What keeps VPG relevant is the continuing need for precision and reliability in environments where guessing is expensive. A manufacturer testing a new turbine design cannot rely on approximate measurements. A medical device maker must guarantee accuracy within narrow tolerances. These requirements ensure a baseline of demand, but they also mean VPG’s customers are themselves under pressure to reduce costs and increase efficiency—pressure that transmits downward into VPG’s supply chain and pricing power.
History since independence
The 2010 spin-off from Vishay left VPG with a strong heritage but smaller scale. The company pursued bolt-on acquisitions to fill gaps and broaden its served markets. It acquired Omega Engineering, a maker of test and measurement instruments, which expanded its presence in process monitoring and lab equipment. It acquired National Technical Systems, extending VPG into independent testing and calibration services. These moves deepened the company’s integration into the test and measurement ecosystem and created some recurring revenue from calibration and maintenance contracts.

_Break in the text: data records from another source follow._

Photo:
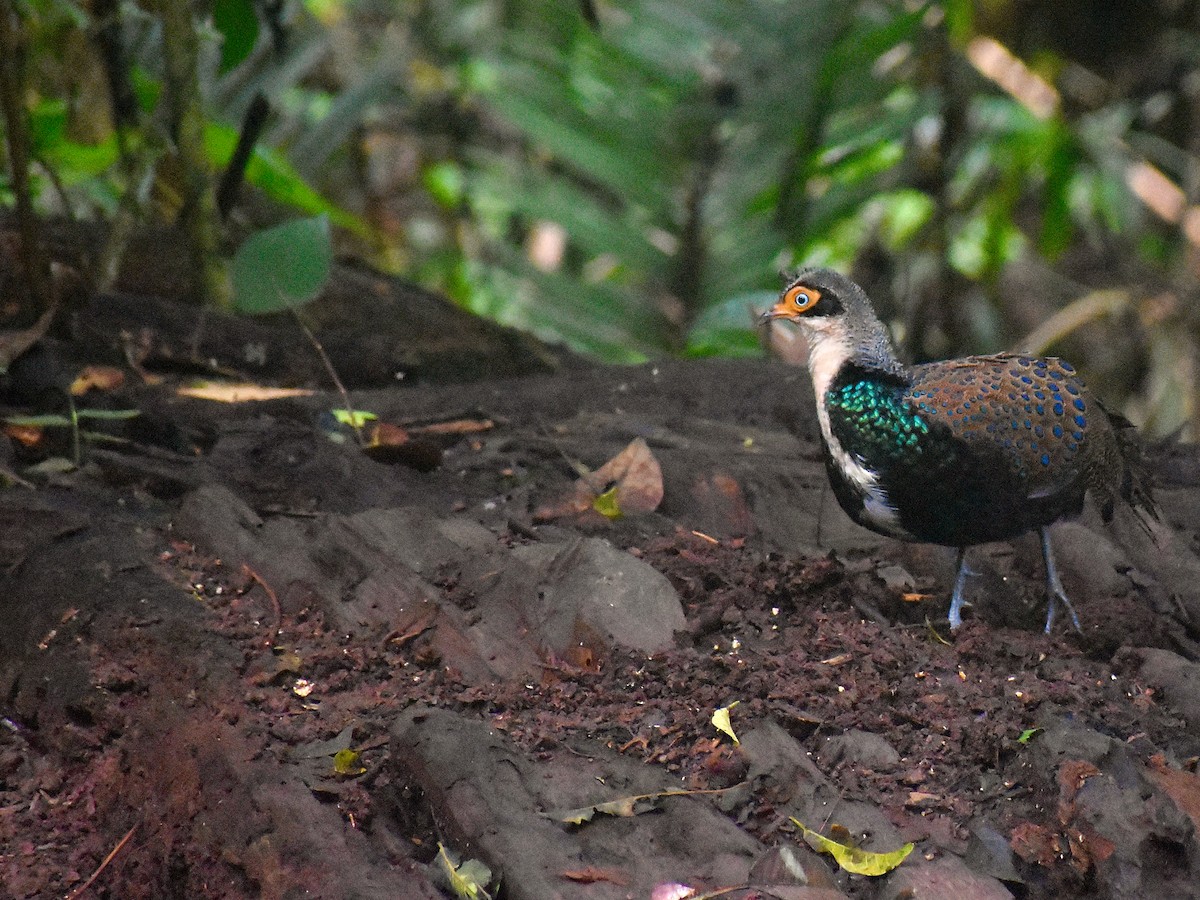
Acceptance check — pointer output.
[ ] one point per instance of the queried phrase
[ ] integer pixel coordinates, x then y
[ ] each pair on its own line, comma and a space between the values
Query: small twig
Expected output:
273, 597
108, 859
333, 373
76, 449
37, 269
252, 125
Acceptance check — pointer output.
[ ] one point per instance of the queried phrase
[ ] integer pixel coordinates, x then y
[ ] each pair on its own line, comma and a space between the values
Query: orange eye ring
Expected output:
802, 298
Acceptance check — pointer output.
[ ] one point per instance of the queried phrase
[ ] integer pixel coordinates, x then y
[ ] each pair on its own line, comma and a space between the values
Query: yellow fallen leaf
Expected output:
621, 808
469, 880
721, 721
225, 393
347, 762
855, 859
607, 504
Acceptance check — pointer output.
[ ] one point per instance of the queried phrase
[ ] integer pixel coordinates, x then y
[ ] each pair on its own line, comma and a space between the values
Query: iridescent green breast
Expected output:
964, 451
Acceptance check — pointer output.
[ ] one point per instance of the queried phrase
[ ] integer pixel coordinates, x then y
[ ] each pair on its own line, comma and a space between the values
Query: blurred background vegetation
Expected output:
630, 178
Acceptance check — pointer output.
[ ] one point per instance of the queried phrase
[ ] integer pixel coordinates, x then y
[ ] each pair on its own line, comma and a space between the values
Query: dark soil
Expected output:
198, 619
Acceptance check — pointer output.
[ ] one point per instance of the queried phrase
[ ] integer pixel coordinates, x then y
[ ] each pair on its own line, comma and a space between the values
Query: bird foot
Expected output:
960, 582
1055, 589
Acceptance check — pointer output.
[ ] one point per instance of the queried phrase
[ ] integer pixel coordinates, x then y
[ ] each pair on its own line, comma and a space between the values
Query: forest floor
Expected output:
243, 657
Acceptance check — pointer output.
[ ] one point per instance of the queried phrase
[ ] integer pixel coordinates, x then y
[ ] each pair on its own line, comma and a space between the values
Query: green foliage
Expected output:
282, 267
631, 185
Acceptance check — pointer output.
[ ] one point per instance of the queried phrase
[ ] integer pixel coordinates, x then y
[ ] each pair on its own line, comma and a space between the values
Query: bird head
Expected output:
834, 313
815, 294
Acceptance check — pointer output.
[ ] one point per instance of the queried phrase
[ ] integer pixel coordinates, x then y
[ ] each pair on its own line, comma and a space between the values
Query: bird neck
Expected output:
837, 345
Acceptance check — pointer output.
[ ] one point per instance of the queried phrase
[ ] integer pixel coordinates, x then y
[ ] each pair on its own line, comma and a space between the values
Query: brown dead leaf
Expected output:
25, 435
15, 343
1183, 787
1087, 847
593, 874
1073, 774
455, 426
1036, 844
102, 378
390, 444
629, 484
229, 393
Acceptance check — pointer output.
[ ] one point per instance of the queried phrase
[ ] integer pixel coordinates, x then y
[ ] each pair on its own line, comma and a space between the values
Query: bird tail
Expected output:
1135, 486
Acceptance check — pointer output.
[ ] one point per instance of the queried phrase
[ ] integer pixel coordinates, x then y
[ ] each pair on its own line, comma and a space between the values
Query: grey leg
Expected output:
1054, 586
960, 582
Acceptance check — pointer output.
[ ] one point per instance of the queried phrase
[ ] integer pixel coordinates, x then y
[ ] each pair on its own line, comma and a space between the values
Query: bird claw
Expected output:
1054, 587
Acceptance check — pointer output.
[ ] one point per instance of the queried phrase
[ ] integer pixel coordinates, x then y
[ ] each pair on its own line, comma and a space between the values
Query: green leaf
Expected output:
51, 420
238, 24
282, 267
444, 183
348, 762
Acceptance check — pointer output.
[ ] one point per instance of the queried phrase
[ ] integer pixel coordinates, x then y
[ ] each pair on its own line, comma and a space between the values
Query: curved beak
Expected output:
779, 311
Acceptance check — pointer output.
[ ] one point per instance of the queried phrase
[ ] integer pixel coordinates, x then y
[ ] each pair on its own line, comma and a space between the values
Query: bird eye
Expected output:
803, 298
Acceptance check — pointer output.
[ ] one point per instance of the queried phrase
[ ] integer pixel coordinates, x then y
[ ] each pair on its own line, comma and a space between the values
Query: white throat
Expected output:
829, 349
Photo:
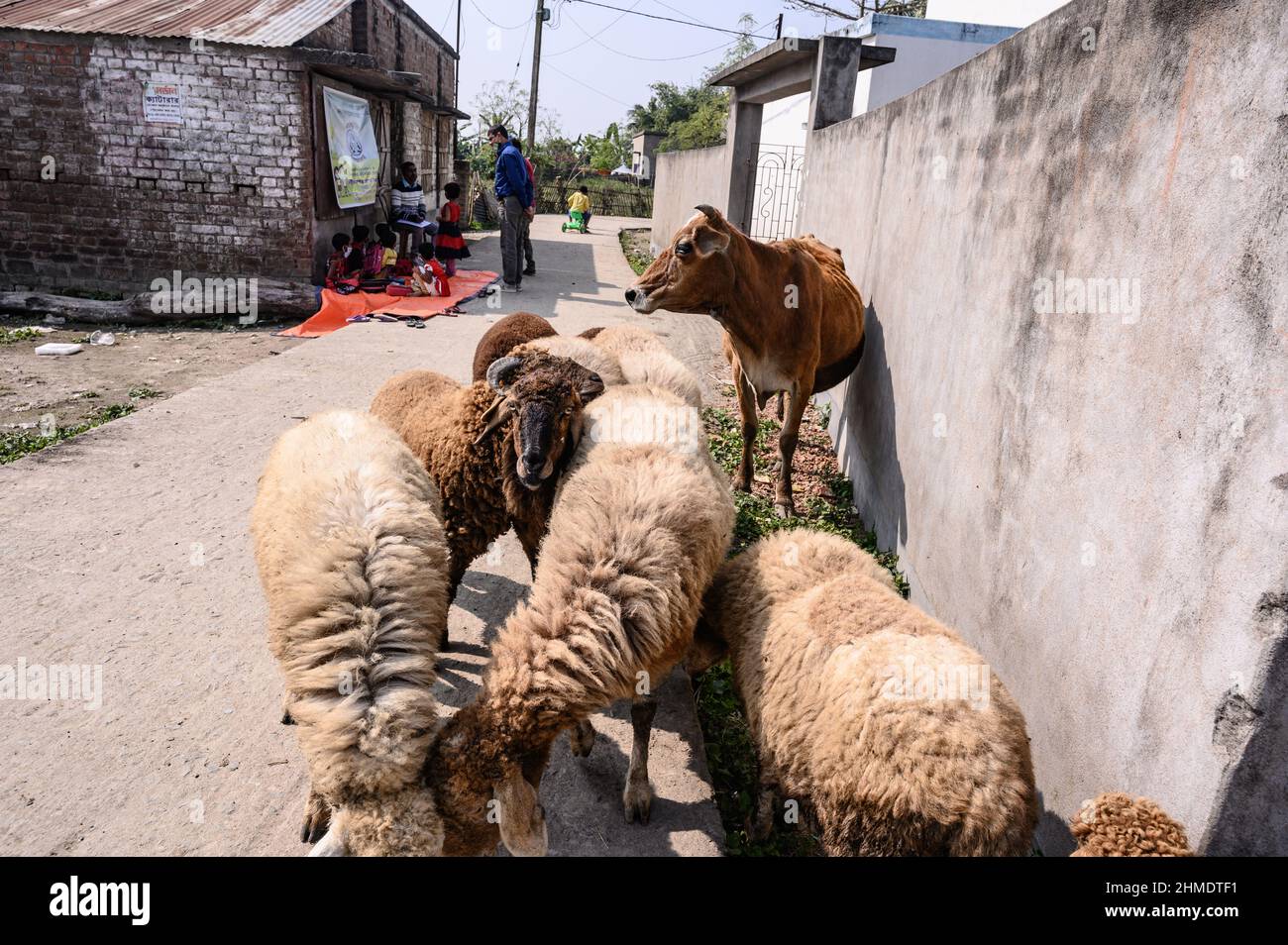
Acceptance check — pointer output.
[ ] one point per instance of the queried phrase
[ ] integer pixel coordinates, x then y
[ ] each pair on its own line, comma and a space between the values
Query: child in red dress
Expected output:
450, 245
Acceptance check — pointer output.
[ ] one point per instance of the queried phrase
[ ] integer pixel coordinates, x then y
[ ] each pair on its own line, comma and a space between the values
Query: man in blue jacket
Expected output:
514, 192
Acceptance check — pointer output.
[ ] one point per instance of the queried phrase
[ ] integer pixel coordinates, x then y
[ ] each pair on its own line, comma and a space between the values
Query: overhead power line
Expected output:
670, 20
658, 58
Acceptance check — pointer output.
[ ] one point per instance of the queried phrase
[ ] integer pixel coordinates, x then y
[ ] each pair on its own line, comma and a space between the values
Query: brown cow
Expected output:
793, 319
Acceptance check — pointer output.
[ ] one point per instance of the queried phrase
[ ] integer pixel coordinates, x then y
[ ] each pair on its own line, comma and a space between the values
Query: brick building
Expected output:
94, 194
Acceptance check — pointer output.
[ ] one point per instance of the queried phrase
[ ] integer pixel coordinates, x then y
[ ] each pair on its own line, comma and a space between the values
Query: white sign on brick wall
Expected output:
162, 102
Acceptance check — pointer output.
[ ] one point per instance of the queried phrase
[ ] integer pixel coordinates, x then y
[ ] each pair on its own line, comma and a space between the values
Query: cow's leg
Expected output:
750, 421
638, 797
797, 400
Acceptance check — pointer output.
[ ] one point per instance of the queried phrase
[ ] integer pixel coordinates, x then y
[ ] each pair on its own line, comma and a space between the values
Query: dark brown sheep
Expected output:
489, 481
507, 334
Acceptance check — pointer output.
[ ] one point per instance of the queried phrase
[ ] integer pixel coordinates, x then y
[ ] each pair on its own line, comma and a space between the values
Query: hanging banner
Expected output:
162, 102
355, 155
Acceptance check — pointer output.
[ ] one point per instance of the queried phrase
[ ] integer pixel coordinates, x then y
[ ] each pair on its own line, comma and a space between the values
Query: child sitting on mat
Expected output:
450, 245
335, 262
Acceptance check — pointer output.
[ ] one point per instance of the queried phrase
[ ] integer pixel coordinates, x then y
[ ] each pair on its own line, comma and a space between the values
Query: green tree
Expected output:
694, 116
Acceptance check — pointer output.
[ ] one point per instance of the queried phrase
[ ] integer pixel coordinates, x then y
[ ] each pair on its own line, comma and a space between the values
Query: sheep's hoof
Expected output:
317, 819
581, 739
638, 801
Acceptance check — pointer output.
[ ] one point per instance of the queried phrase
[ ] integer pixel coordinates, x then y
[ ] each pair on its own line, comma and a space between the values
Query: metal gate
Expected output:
776, 192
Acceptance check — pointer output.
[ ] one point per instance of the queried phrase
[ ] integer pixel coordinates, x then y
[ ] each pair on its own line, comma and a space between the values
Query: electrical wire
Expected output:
527, 22
660, 58
669, 20
562, 52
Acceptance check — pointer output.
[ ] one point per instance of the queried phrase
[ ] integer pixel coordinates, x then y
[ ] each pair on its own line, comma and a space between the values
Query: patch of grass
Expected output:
730, 748
9, 336
24, 442
636, 255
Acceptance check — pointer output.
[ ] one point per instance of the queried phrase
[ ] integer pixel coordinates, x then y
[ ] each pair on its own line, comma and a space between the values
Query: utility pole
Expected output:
456, 91
536, 75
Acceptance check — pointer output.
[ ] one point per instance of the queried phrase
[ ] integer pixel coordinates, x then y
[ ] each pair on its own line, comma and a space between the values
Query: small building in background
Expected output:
196, 138
643, 150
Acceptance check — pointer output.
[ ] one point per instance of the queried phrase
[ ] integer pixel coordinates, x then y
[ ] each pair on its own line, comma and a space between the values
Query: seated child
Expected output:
428, 277
336, 262
580, 201
450, 245
357, 250
389, 258
373, 259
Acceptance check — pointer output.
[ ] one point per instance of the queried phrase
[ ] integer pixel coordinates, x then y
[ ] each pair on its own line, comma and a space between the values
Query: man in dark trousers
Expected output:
514, 192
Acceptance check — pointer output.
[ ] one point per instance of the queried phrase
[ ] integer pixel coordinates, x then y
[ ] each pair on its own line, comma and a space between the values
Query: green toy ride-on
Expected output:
578, 223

Post-spin, VPG also had to build independent infrastructure—its own finance, supply chain, and sales organization. It inherited some fixed costs that a smaller company struggles to absorb, but it also gained independence to pursue customers and products that might conflict with Vishay’s broader strategy. The company went through periods of restructuring, including facility consolidations and workforce adjustments, typical of industrial spin-offs finding their lean footprint.
Like many industrial companies, VPG faced headwinds from the 2020 pandemic (supply disruption, demand collapse), recovered sharply in 2021–2022 with manufacturing stimulus and pent-up capital spending, and then faced normalization and slowing demand in 2023–2024. The company is also navigating long-term shifts: the electrification of vehicles (requiring new sensor designs), the rise of digitalization and real-time monitoring in industrial plants (creating opportunities for integrated data systems), and ongoing price competition from lower-cost manufacturers in Asia.
How to research it
Begin with VPG’s 10-K filing with the SEC, where the company details revenue by segment, customer concentration, and manufacturing locations. The filing reveals whether the company is concentrating risk in a handful of large customers (a risk factor for industrial suppliers) and how much revenue depends on long-term contracts versus spot orders. Watch for gross margin trends and operating leverage: can the company grow revenue faster than costs?
Investor calls and investor relations materials discuss backlog, order trends, and capacity utilization. In a cyclical business, order momentum is a leading indicator of future revenue. Track which end markets (aerospace, medical, industrial) are growing or contracting. Compare VPG’s margins and growth to larger industrial suppliers like Honeywell or TE Connectivity to understand whether VPG’s specialization commands a premium or a discount.
The competitive landscape matters: are rivals winning share, and are price wars accelerating? For a company this size, a few large customer wins or losses can swing quarterly results meaningfully, so customer diversification and contract terms deserve attention. Finally, understand the company’s debt load and cash generation. VPG, like many post-spin industrial companies, carries debt from the spin-off and acquisitions, and must generate sufficient cash to service it while funding R&D and maintaining equipment.